Notice the pattern in the outcome? This mainly comes down to this: (user input number - 1) + 0.99. Remembering this will help you calculate the higher range and formulate math solutions easily with Math.random().

Hope this helps.

Steven Parker
Steven Parker
231,275 Points

:point_right: The order does matter — one way is inclusive, the other exclusive.

If you put the larger number in first, you multiply random() by the range and then add the lower number, this is the conventional method and will generate values between (inclusive) the two numbers.

But when you put the smaller number first, you multiply by a negative number that is smaller than the range and then add the larger number, which will generate values between but EXCLUDING the numbers entered.

Examples:

  • if you put in 5 and then 2, you will get an even distribution of 2, 3, 4 and 5
  • if you put in 2 and then 5, you will get an even distribution of 3 and 4

Note that in the second case you might also see an extremely rare 5 - thanks Jason!

From a UX standpoint, users are probably accustomed to making a range choice lowest-first and having the range be inclusive. If you prefer it to work the other way, and/or you want to give the user the choice between inclusive and exclusive, be sure to provide explicit instructions explaining how it works to avoid confusion.

In the case of 2 then 5, you can get back 3, 4, and 5. Although it will be rare to get a 5. You would get it when Math.random() returns a 0.

Steven Parker
Steven Parker
231,275 Points

"Rare" is a bit of an understatement.
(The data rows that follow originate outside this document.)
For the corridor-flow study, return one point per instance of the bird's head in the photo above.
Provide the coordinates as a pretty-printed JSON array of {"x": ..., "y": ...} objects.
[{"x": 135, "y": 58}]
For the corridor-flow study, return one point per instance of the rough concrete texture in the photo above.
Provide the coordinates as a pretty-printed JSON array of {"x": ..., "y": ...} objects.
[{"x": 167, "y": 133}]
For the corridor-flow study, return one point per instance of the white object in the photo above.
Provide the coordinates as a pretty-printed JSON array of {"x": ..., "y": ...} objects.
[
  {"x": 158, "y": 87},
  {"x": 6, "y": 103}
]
Although random() is defined to return a range inclusive of 0, true zero may or may not occur at all in a given JavaScript engine. In an actual test, where a billion random numbers were generated and tested against a min and max, Chrome returned zero 12 times, Safari twice, and no other browser generated anything smaller than 4.0e-10. So the chances of getting 0 are at best statistically negligible.

I agree with you that it's not going to be very likely to come out.

I was only trying to point out that we should be aware of the possibility and plan for it in our code.

Steven Parker
Steven Parker
231,275 Points

The analysis was provided only for understanding what the code provided actually does now.

For planning purposes, I would recommend sticking to the conventional method of "random * range + offset" with a positive range. If the inclusive/exclusive choice is actually intended to be offered based on number entry order, this could be coded for explicitly using a positive range in either case. And if that choice is not intentional, the code can also be enhanced to provide the desired behavior regardless of entry order.